I do not agree with many of the writers that Wild Bill, Billy the Kid, and others of the old West were born, not made. It was necessary for them in their calling to attain accuracy and speed with the hand gun and this they were able to do because they were naturally quick of motion and they took their practice seriously. They were brave men, as were also many of the men they killed, but a brave man who is slow of motion is no match in a gun fight for a man who is quick of motion and equally brave. A large per cent of the killings in the West were due to the desperado or bad man. Indians were not the only menace which the pioneers encountered in their efforts to establish homes for their families and themselves. The bad man appearing on the scene, coming from all parts of the world, lured by the prospect of an easy life and the absence of law and order, was a sufficient reason for the settlers to perfect themselves in the use of the hand gun.
Law and order is the salvation of any new settlement, but this usually comes from a condition of lawlessness which becomes unbearable to the home builder. Such was the condition in California when the Vigilantes were formed to enforce the law. The outraged citizens knew of no other course to pursue. Judges and public officials were corrupt and the end of justice could only be reached by the methods they employed. The same methods would be of great assistance today. We have in our modern cities too many murderers and gang leaders who, with permits to carry arms in their pockets, walk the streets in comparative safety as far as our laws are concerned, only fearing death from the hands of rival gangsters. Three cheers for the gang wars; they rid the country of men whom the law cannot seem to reach. When one gangster kills another we are fifty per cent a winner, and if, as it sometimes happens, the law should apprehend and execute the murderer then one hundred per cent efficiency is reached.
The old frontier men were working under a handicap in the powder and ball days, due to the weight of the weapons, time consumed in loading, etc. This condition continued until about the year 1870 when the Colt Single Action Army was brought out in the .45 caliber. This arm was at once the favorite and is to this day with many of the old-timers. This arm was adopted by the United States Government in 1873 in a .45 caliber; later on it was brought out in a .44/40 caliber and so on down through the small calibers.

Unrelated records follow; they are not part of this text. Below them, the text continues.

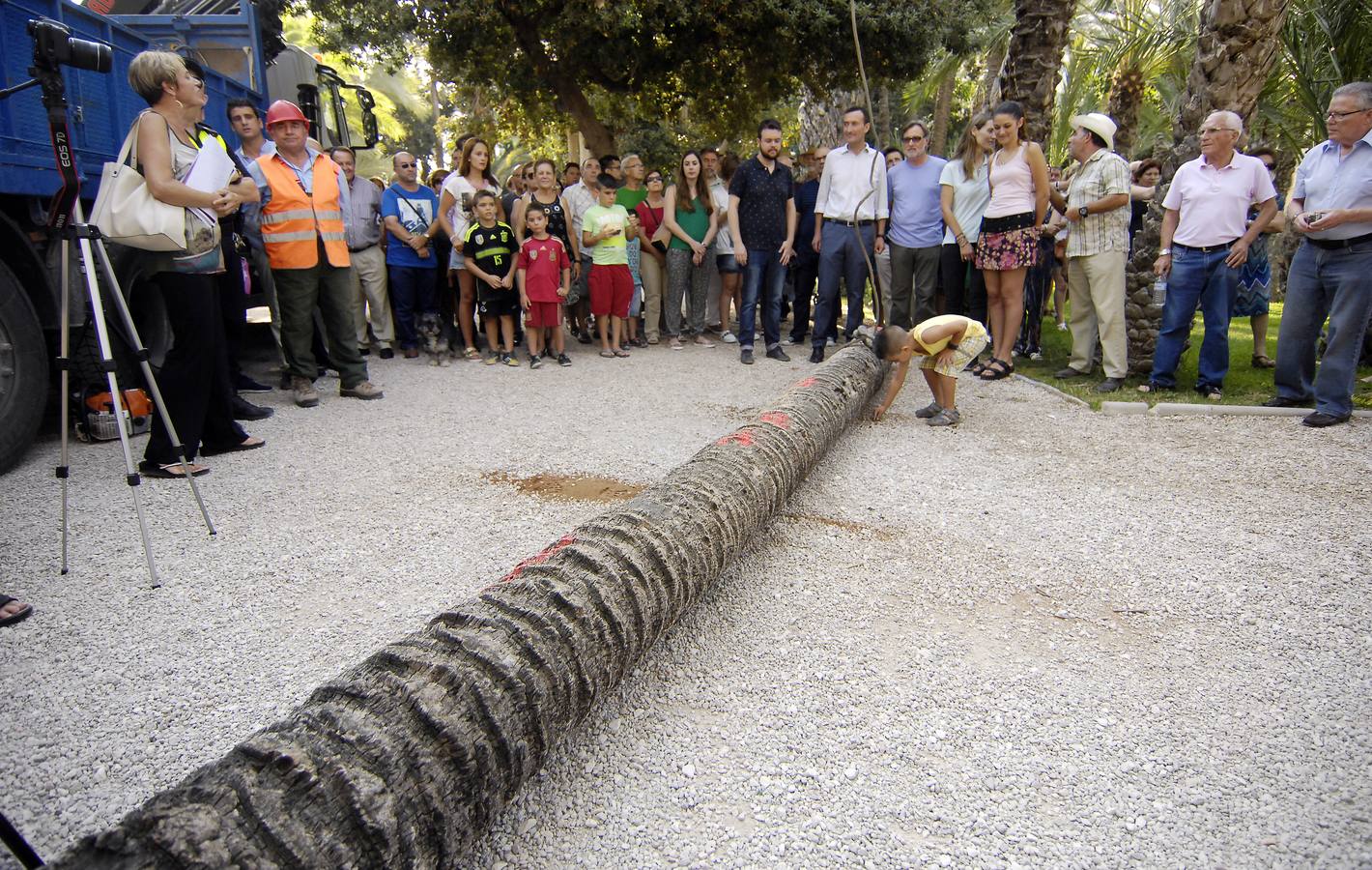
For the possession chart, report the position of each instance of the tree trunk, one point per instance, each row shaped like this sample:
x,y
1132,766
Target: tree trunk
x,y
1239,43
1126,98
822,117
943,113
405,759
1033,61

The old Westerner still takes great pride in his ability to draw and shoot accurately at short range and well he might. There is no man feared by the criminal as much as the man who has the reputation of being a fast man with the hand gun. He is let severely alone by this element. He enters a dangerous locality with an air of superiority and sureness of purpose, which at once notifies the persons present that he is not a safe man to fool with. The greatest of all human persuaders, the eyes, the swing of shoulders, position of hand and revolver all show this to even the person unversed in gun lore. We owe our beautiful West to the quick-thinking, fast-shooting pioneers, the greatest body of men the world has ever known. May they rest in peace.